The second step is a call to to_edge, which produces an edge program that serves as the entry point for most ExecuTorch users to run optimizations and transformations. The final step is to_executorch, which converts the program into a binary file with a .pt extension. That file is then passed to the runtime.

Exported graph representation

The export step creates a graph representation of the model. This representation is an fx-style graph that contains no Python semantics, allowing it to run without a Python runtime. The graph contains only operator calls, so constructs like module calls or method calls are eliminated. The product of export is an exported program that resembles a torch.nn.Module.

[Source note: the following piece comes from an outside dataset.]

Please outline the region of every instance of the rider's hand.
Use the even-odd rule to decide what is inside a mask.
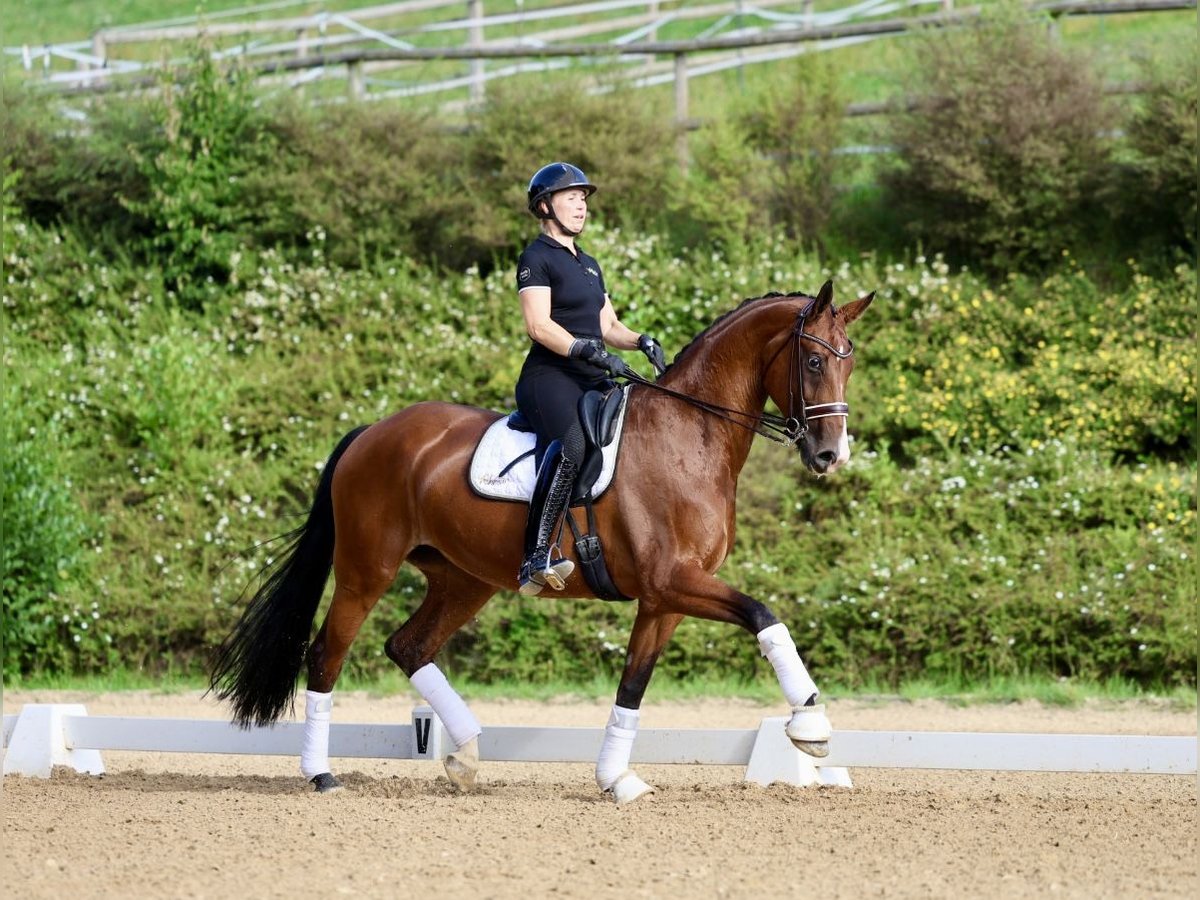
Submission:
[[[637,348],[646,354],[646,359],[654,366],[655,374],[661,375],[667,371],[667,358],[663,355],[662,344],[650,335],[643,334],[638,338]]]
[[[584,340],[577,338],[575,343],[571,345],[568,356],[572,359],[582,359],[586,363],[591,363],[598,369],[603,369],[609,375],[616,377],[625,375],[629,371],[629,366],[625,364],[625,360],[621,357],[609,353],[604,348],[604,342],[595,340]]]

The generated graph variant is referred to as the Aten Dialect graph. By dialect we mean a variant of the exported program defined by its operator set and additional graph attributes. By Aten we mean the graph contains only torch.ops.aten operators, and those operators are purely functional, i.e., without side effects or mutation. This set includes on the order of 2,000 operators. Graph attributes include metadata such as a pointer to the original model stack trace and output data types and shapes for each node. Dynamic behavior and control flow on specific inputs can also be expressed using higher-order operators. For more details, see the Torch Expert presentation.

Quantization and lowering

Quantization runs at an intermediate exported stage because it needs to work on a higher-level opset, which is also safer for cases such as training. The workflow exports to a pre-autograd representation that is safe for training, then runs quantization, then lowers to the Aten Dialect and passes the result to the rest of the ExecuTorch pipeline. The API resembles PT2E: the user supplies a quantizer, PT2E transforms it, and the transformed graph proceeds through the stack. The quantizer is backend-specific and indicates what can be quantized on a given backend and how. It also exposes methods that allow the user to express how they want the backend to perform quantization.

Lowering to Edge Dialect

The next step is lowering to the Edge program, which is the entry point for ExecuTorch users to run target-agnostic transformations. At this stage we work with the Edge Dialect, which contains a core set of Aten operators—about 180 operators. If you are implementing a new backend for ExecuTorch, implementing these roughly 180 operators is sufficient to run most models, instead of implementing the full Aten set.

The dialect also supports data type specialization, which allows ExecuTorch to generate optimized kernels for specific dtypes. Inputs are normalized by converting all scalars into tensors, so kernel implementations do not need to handle implicit scalar normalization.

Backend delegation

Another entry point for the edge program is backend delegation, where users can choose to optimize and offload part or all of the program to specialized hardware or a backend. There are three common workflows: partitioning the graph and delegating parts, delegating the entire graph, or a hybrid approach where delegated modules are composed into a larger module for reuse.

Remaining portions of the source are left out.